Penny le ofreció a la chica una sonrisa.

Helen esperó a que la dama hablara, curiosa de saber cómo se había enterado ya que nunca la había visto u oído hablar de ella rodeando a Damien antes.

Penélope dijo entonces:
—Es porque soy su prometida —sus ojos brillaban.

A Helen le tomó unos segundos digerir y entender lo que la Señora Penélope acababa de decir ya que las palabras sonaban distantes en su oído—.

¿F-fianza?

—Helen tartamudeó las palabras incrédulamente mirando a Damien como si hubiera sido traicionada—.

¿Cuándo sucedió esto?

Quiero decir, felicidades, pero ¿no es un poco pronto?

—especialmente considerando que nunca había escuchado hablar de esta mujer antes.

—Qué mal, olvidé mencionar ese pequeño detalle —se unió Damien.

Poniendo su brazo alrededor de la cintura de Penny, la atrajo más hacia su costado—.

Conoce a mi prometida Penélope.

Con la sala de la mansión siendo enorme, los invitados que habían venido a asistir a la fiesta estaban demasiado lejos para escuchar lo que sucedía con los tres.

Helen se tomó un minuto para recuperarse del shock.

No queriendo balbucear más palabras, Helen preguntó:
—¿Cuándo es la boda?

—mantuvo una cara agradable mientras su lengua se amargaba con la noticia que escuchó.

Había venido aquí para convencer al hombre de formar una alianza.

Para enredarlo con sus palabras y miradas pero ¿qué encontró a cambio?

¡Esto era inaceptable!

Damien fue quien explicó:
—Dada la oportunidad, nos gustaría casarnos hoy mismo, pero necesitamos enviar la invitación y recibir la bendición de todos —claro que esa tontería no importaba para Damien.

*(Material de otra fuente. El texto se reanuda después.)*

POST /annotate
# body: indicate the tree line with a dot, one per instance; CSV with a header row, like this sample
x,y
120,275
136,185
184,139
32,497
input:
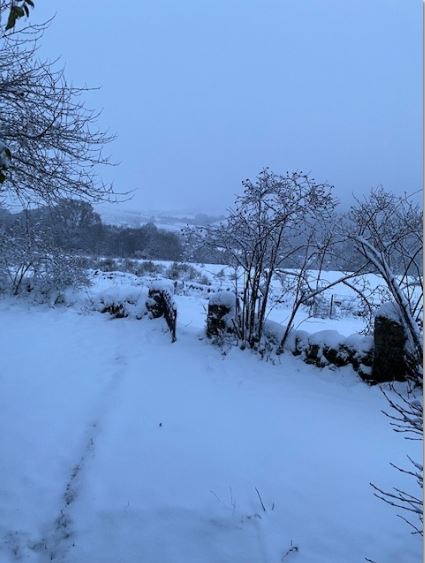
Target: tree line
x,y
74,226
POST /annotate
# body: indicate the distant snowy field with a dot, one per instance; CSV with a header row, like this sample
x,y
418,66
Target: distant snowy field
x,y
118,446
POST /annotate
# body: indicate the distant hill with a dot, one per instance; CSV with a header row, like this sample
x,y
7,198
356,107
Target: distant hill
x,y
167,220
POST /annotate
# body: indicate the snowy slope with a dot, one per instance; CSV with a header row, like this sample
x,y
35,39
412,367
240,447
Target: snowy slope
x,y
123,447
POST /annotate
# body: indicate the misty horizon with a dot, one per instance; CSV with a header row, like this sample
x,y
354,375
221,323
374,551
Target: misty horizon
x,y
203,95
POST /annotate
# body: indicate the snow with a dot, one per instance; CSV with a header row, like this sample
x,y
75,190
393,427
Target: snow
x,y
389,311
226,298
120,446
329,338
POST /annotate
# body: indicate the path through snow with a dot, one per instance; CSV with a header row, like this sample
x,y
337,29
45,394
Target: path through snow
x,y
154,452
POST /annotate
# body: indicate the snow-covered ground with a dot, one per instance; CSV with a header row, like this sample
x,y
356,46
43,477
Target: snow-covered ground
x,y
118,446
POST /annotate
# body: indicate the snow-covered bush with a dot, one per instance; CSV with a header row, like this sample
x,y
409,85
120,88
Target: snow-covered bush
x,y
31,263
185,272
222,311
121,302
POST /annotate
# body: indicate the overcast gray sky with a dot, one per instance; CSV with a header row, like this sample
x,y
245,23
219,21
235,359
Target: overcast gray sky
x,y
204,93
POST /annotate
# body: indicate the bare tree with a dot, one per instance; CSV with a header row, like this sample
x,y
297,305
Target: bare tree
x,y
260,235
386,230
50,147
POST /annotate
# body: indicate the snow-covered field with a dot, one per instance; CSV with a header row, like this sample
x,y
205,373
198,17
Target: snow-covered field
x,y
118,446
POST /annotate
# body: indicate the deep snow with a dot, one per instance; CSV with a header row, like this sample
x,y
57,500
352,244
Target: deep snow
x,y
118,446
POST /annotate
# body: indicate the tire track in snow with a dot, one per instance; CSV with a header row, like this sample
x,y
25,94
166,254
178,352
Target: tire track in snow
x,y
59,539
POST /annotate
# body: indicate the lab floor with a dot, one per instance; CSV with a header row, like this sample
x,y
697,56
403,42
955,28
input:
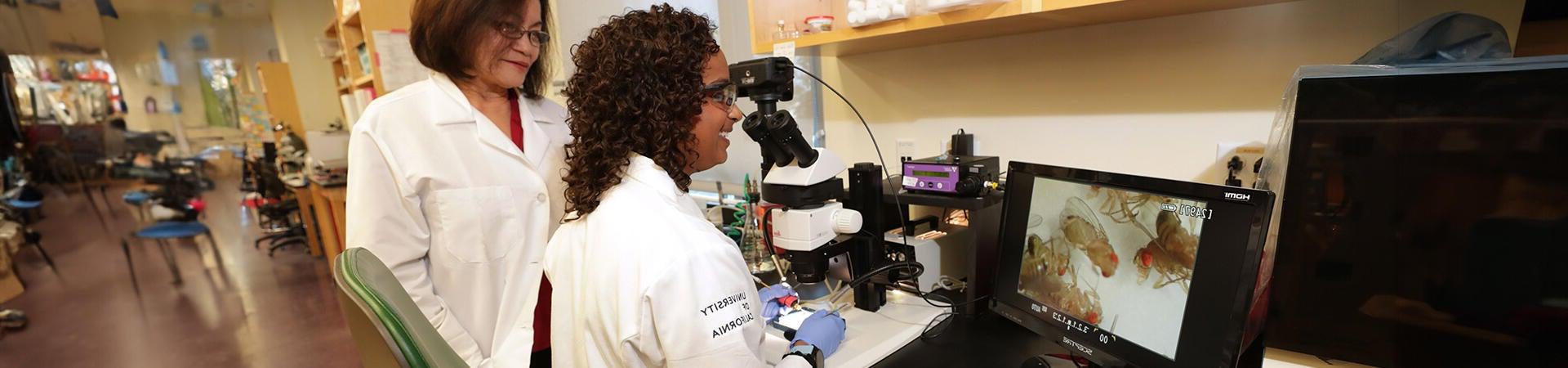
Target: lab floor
x,y
245,310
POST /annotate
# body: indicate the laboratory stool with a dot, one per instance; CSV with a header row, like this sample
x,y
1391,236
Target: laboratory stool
x,y
386,312
162,233
25,211
284,231
138,199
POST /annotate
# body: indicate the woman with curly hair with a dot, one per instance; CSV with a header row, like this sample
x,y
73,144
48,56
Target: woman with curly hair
x,y
458,178
642,279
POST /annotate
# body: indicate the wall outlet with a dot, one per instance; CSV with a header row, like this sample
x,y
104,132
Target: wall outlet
x,y
906,148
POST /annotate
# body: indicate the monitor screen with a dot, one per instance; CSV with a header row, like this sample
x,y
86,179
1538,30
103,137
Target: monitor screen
x,y
1137,269
1118,260
1426,214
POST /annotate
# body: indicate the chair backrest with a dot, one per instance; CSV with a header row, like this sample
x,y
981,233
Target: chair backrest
x,y
416,343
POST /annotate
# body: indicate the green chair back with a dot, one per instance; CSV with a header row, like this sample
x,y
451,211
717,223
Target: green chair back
x,y
410,337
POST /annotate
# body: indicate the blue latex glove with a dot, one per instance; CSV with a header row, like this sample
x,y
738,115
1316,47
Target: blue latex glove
x,y
770,299
822,329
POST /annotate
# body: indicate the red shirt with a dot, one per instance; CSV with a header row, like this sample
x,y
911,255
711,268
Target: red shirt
x,y
541,313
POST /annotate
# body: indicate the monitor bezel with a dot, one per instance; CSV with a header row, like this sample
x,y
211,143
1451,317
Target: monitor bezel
x,y
1217,304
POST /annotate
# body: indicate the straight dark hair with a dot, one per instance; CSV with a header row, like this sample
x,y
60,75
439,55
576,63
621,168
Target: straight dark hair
x,y
446,34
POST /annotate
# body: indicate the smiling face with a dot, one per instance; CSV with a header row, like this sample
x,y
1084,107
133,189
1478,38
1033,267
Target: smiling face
x,y
504,61
710,132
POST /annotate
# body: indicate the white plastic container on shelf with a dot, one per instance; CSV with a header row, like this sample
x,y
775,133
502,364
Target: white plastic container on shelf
x,y
875,11
952,5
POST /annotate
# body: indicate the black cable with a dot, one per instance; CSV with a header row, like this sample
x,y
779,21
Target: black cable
x,y
927,298
903,219
920,269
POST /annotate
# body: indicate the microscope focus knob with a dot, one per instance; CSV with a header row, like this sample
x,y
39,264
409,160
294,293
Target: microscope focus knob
x,y
847,221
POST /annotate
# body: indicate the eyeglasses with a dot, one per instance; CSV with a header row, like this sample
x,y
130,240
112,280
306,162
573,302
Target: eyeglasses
x,y
513,32
724,93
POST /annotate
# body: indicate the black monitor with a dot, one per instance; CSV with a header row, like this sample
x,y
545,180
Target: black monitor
x,y
1111,265
1424,219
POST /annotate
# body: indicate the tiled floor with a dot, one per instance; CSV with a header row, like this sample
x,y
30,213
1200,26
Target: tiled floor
x,y
245,310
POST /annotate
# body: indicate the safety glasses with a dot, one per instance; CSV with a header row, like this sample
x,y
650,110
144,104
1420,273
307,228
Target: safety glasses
x,y
724,93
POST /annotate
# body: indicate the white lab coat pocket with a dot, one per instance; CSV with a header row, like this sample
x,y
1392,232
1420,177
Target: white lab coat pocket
x,y
477,224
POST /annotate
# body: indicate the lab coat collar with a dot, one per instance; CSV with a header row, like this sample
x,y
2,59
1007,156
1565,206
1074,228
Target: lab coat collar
x,y
648,173
533,139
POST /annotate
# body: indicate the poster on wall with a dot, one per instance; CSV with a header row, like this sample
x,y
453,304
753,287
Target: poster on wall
x,y
52,5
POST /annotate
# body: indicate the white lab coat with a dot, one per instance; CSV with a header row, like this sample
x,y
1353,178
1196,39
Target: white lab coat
x,y
647,280
458,213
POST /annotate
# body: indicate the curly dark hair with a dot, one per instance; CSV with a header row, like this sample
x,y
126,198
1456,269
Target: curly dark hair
x,y
635,90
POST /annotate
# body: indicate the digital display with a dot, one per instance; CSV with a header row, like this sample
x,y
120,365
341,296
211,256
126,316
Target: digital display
x,y
1112,263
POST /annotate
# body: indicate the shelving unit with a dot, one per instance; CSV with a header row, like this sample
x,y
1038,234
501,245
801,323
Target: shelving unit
x,y
353,30
985,20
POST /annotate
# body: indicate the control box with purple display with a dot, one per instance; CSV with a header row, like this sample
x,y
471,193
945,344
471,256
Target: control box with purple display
x,y
951,175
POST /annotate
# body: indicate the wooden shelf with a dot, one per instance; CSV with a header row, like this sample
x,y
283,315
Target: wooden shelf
x,y
987,20
352,20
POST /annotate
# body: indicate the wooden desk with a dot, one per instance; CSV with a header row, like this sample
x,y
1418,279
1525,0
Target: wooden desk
x,y
332,213
303,195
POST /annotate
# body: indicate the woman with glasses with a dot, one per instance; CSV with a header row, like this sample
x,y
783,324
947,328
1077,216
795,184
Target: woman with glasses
x,y
642,277
457,182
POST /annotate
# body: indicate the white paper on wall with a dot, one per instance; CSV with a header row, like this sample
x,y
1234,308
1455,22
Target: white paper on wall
x,y
395,57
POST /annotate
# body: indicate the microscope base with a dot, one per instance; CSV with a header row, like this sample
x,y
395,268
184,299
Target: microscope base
x,y
872,337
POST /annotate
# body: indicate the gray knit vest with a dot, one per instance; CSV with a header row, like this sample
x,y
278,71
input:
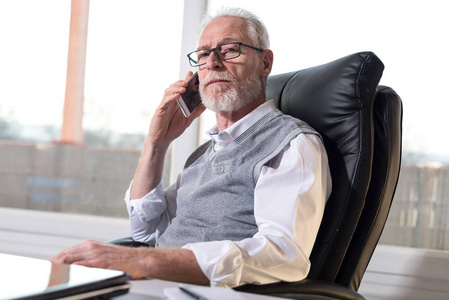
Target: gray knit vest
x,y
216,194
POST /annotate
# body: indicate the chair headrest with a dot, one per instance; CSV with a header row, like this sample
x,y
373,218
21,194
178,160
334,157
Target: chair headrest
x,y
330,96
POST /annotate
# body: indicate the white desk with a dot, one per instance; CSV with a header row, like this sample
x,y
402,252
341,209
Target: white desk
x,y
153,289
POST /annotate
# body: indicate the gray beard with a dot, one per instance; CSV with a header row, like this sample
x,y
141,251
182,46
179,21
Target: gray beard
x,y
234,98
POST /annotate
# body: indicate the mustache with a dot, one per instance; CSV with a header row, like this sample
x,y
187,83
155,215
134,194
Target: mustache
x,y
214,76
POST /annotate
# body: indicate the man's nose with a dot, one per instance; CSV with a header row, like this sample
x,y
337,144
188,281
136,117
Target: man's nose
x,y
213,60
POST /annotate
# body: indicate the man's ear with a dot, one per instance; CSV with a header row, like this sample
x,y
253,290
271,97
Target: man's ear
x,y
267,60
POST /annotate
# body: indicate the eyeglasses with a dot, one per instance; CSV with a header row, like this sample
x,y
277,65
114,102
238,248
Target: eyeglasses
x,y
223,52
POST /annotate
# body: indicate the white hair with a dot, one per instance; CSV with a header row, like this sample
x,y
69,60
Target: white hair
x,y
255,28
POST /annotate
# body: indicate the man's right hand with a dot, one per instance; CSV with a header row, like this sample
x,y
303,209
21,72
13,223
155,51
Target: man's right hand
x,y
167,124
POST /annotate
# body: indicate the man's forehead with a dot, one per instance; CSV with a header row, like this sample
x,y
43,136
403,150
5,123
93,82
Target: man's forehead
x,y
223,30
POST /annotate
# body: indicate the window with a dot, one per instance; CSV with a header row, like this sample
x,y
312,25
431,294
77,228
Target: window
x,y
125,79
408,36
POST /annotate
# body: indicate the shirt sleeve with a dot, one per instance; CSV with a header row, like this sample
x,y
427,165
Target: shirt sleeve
x,y
290,197
150,215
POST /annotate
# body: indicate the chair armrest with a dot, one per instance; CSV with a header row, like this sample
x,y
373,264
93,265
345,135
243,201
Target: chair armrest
x,y
129,242
308,289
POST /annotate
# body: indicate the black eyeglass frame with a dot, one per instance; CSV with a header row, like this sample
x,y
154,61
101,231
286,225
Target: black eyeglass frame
x,y
194,63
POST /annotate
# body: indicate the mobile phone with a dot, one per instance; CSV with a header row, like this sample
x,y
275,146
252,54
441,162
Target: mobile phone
x,y
190,99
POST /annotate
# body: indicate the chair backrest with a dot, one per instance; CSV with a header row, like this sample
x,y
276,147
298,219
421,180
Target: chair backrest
x,y
337,100
384,179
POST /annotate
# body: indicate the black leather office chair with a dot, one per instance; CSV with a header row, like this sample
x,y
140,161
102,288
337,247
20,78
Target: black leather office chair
x,y
361,125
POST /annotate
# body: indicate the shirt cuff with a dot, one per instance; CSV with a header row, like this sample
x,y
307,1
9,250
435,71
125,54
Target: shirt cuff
x,y
147,203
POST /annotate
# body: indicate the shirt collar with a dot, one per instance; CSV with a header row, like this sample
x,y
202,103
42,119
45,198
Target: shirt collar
x,y
227,136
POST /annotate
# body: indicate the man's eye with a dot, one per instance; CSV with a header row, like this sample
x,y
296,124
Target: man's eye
x,y
229,48
203,55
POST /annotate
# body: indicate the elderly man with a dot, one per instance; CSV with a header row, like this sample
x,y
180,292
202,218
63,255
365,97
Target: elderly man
x,y
248,208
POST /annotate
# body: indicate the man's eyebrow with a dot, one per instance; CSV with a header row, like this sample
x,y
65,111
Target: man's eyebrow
x,y
223,41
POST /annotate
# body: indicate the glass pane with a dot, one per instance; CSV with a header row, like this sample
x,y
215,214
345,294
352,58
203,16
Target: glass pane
x,y
33,64
125,80
408,36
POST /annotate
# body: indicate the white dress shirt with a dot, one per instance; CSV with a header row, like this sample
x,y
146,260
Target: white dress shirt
x,y
289,201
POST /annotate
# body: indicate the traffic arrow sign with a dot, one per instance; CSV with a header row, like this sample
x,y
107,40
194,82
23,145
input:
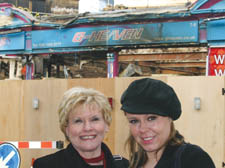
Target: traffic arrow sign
x,y
9,156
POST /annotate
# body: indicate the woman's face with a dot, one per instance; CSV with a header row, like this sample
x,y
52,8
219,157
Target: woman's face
x,y
149,130
86,129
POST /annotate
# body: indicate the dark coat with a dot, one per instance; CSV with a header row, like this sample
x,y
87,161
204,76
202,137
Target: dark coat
x,y
191,157
69,158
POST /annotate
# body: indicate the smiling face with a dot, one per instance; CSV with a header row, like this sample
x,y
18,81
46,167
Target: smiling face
x,y
86,129
149,130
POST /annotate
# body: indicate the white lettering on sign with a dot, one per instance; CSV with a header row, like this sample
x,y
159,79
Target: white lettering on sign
x,y
219,72
219,59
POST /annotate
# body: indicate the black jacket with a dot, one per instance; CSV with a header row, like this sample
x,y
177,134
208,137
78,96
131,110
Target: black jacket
x,y
192,156
69,158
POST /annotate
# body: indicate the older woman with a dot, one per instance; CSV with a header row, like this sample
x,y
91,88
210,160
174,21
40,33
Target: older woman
x,y
85,117
151,106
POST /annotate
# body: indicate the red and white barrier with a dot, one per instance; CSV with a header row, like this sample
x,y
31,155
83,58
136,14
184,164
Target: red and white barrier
x,y
36,144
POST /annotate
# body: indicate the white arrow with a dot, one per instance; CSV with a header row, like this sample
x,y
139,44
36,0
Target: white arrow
x,y
5,161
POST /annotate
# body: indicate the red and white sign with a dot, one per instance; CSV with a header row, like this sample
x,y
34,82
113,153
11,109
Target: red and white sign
x,y
216,62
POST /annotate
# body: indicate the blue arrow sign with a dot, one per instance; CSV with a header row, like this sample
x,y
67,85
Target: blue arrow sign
x,y
9,156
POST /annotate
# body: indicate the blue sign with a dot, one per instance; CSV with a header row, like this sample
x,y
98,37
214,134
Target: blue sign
x,y
127,34
13,41
9,156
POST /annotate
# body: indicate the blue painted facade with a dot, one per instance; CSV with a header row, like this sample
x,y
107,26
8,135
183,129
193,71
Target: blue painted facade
x,y
201,24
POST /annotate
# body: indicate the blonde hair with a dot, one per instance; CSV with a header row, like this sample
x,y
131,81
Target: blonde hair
x,y
76,96
138,156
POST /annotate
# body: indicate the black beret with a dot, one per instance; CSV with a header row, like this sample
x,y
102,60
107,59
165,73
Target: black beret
x,y
151,96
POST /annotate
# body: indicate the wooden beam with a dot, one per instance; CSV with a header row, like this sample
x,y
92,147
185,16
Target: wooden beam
x,y
163,57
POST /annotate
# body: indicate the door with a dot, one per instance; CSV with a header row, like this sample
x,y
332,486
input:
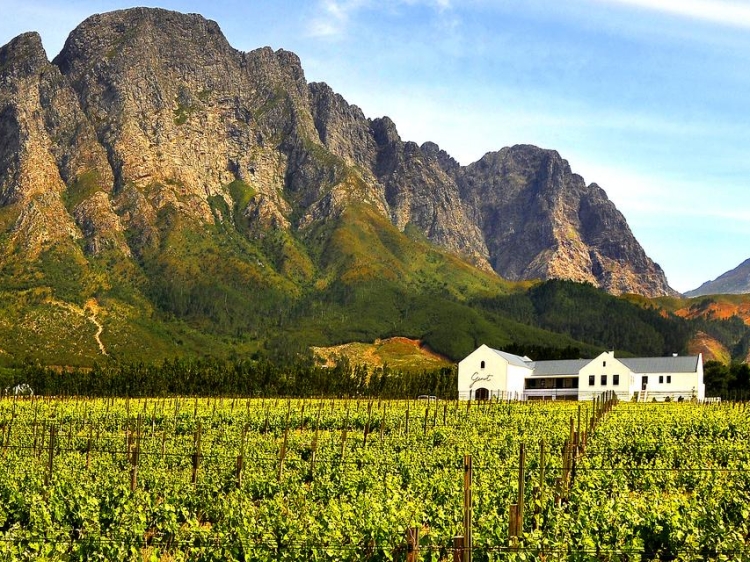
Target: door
x,y
481,394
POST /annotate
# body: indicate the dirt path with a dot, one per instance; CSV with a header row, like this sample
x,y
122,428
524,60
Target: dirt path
x,y
93,307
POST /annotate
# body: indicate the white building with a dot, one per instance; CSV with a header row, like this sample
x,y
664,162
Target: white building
x,y
489,373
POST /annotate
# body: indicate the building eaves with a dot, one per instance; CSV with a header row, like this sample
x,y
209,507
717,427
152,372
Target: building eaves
x,y
681,364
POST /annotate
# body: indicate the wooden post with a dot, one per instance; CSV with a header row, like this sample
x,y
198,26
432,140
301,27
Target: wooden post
x,y
196,453
412,544
458,549
241,457
135,453
468,476
367,425
521,489
88,450
282,453
51,456
382,422
406,425
513,524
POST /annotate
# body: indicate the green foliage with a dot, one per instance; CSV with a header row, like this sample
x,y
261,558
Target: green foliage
x,y
587,314
241,194
65,271
84,186
727,381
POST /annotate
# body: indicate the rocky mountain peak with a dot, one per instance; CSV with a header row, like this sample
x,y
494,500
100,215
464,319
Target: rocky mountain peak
x,y
22,58
149,119
735,281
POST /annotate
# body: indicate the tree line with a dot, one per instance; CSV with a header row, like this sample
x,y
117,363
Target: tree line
x,y
241,377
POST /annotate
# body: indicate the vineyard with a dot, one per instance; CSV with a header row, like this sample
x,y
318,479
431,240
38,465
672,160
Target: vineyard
x,y
338,480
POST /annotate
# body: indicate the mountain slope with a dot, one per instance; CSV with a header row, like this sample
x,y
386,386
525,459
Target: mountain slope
x,y
201,198
734,282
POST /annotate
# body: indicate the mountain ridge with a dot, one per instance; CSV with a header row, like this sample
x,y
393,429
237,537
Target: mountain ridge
x,y
190,189
733,282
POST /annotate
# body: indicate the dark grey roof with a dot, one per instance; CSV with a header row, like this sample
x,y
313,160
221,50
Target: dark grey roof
x,y
559,367
680,364
513,359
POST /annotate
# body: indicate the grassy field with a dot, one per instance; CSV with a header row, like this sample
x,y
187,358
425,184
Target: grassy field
x,y
322,479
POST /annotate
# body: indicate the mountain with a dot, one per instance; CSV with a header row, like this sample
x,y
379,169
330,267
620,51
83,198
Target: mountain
x,y
163,192
734,282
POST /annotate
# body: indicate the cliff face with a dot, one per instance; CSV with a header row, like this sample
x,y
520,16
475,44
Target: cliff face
x,y
733,282
542,221
149,120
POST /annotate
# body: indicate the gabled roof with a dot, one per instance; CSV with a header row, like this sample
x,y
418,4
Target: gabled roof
x,y
514,359
559,367
681,364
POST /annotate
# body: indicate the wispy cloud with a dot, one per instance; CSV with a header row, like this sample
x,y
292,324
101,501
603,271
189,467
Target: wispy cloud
x,y
334,17
733,14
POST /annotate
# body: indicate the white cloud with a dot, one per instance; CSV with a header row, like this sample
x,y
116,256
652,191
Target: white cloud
x,y
734,14
335,16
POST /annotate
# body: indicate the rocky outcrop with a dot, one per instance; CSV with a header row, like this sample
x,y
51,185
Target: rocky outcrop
x,y
540,220
147,115
734,282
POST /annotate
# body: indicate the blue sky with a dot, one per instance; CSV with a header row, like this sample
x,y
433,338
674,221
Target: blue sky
x,y
648,98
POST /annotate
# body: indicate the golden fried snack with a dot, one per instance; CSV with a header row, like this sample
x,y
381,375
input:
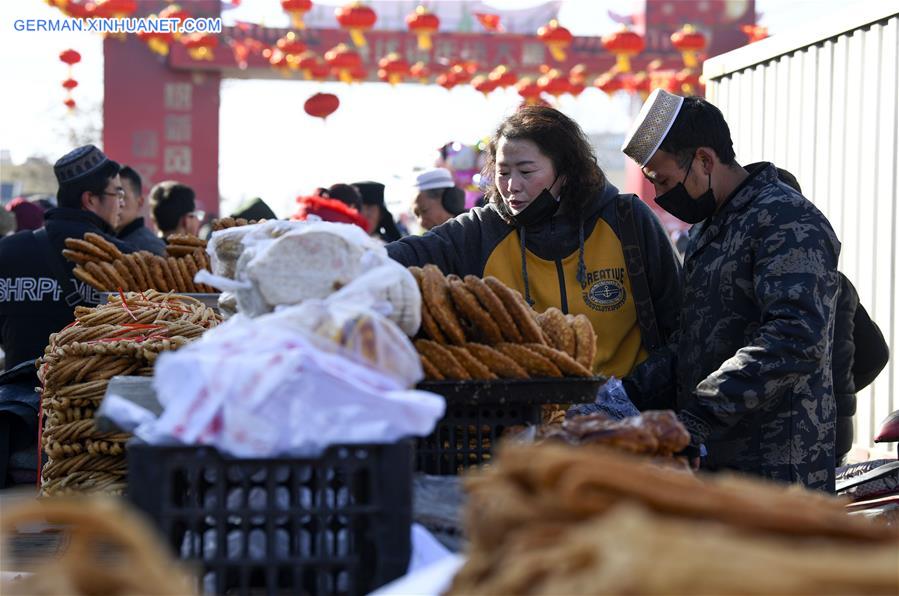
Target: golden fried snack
x,y
585,341
467,304
180,282
78,257
497,362
179,250
490,301
552,322
442,359
186,239
429,325
87,278
431,372
435,292
565,363
86,247
122,270
103,244
518,309
534,363
112,275
132,261
100,275
475,368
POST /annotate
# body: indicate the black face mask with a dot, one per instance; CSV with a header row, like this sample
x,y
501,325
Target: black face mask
x,y
540,209
681,205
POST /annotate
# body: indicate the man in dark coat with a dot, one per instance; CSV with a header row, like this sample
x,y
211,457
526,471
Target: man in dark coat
x,y
750,375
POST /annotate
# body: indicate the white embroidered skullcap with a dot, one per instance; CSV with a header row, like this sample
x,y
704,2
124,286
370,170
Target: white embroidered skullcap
x,y
434,178
652,124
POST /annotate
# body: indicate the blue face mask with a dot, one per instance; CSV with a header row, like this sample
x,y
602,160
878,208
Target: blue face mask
x,y
681,205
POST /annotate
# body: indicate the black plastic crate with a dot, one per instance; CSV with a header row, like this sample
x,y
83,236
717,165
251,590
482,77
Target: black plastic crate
x,y
336,524
479,412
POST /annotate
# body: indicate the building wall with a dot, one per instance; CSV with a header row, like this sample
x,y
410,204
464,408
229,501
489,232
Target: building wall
x,y
824,104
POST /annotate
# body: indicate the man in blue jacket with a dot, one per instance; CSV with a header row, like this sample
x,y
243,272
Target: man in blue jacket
x,y
750,375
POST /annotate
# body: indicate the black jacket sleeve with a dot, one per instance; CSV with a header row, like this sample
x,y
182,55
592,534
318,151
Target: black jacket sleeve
x,y
871,351
457,246
652,385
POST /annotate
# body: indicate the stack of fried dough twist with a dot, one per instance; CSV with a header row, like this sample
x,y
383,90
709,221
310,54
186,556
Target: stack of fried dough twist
x,y
99,263
477,328
554,519
118,338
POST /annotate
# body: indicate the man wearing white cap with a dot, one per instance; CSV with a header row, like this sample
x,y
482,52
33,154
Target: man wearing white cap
x,y
438,199
750,375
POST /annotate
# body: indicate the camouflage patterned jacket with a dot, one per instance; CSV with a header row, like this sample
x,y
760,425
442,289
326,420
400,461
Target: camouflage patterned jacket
x,y
753,362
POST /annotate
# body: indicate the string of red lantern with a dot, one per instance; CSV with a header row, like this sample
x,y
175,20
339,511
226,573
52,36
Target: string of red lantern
x,y
69,58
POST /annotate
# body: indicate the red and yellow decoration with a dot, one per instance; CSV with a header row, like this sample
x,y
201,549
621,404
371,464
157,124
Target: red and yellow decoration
x,y
343,60
624,43
200,46
321,105
424,24
356,18
557,39
297,9
690,43
394,68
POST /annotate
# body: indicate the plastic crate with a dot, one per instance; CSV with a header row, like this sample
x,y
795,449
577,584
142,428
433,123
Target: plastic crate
x,y
479,412
336,524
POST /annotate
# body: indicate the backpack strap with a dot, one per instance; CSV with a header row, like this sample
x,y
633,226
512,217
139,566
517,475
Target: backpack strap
x,y
634,261
70,293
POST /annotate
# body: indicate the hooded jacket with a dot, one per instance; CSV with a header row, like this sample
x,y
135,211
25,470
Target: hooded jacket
x,y
543,262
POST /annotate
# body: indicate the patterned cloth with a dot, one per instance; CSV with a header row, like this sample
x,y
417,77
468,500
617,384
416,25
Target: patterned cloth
x,y
752,369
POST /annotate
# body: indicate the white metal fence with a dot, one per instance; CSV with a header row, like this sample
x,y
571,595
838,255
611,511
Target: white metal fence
x,y
823,103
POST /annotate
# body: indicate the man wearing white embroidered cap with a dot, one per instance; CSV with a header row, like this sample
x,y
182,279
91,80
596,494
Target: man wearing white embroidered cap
x,y
750,375
438,199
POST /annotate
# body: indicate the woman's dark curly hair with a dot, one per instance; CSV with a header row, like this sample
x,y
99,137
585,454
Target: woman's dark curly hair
x,y
560,139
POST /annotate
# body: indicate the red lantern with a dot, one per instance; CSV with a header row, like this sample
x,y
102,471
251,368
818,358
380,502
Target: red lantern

Penny apenas había entrado en la fase de amarlo y él quería amarla sin apresurarla a ello, por eso había planeado la boda para más adelante.

—Estoy muy feliz por ustedes.

Déjenme darles algo de espacio —Helen deseó a ambos, Penélope y Damien mientras sus manos se apretaban en puños al lado de su vestido—.

Disculpen —inclinó la cabeza, dándose la vuelta mientras se alejaba de ellos.

Viendo a la joven irse y alejarse de ellos, Penélope preguntó:
—¿Crees que hablé demasiado?

—ahora que miraba la sala, notaba a algunos de ellos mirando hacia ellos y hacia Helen.

—Estuvo bien.

Si no lo hubieras hecho, lo haría yo —se rió, inclinándose hacia su cara le besó la mejilla—.

No tengo paciencia con los campesinos sin cabeza.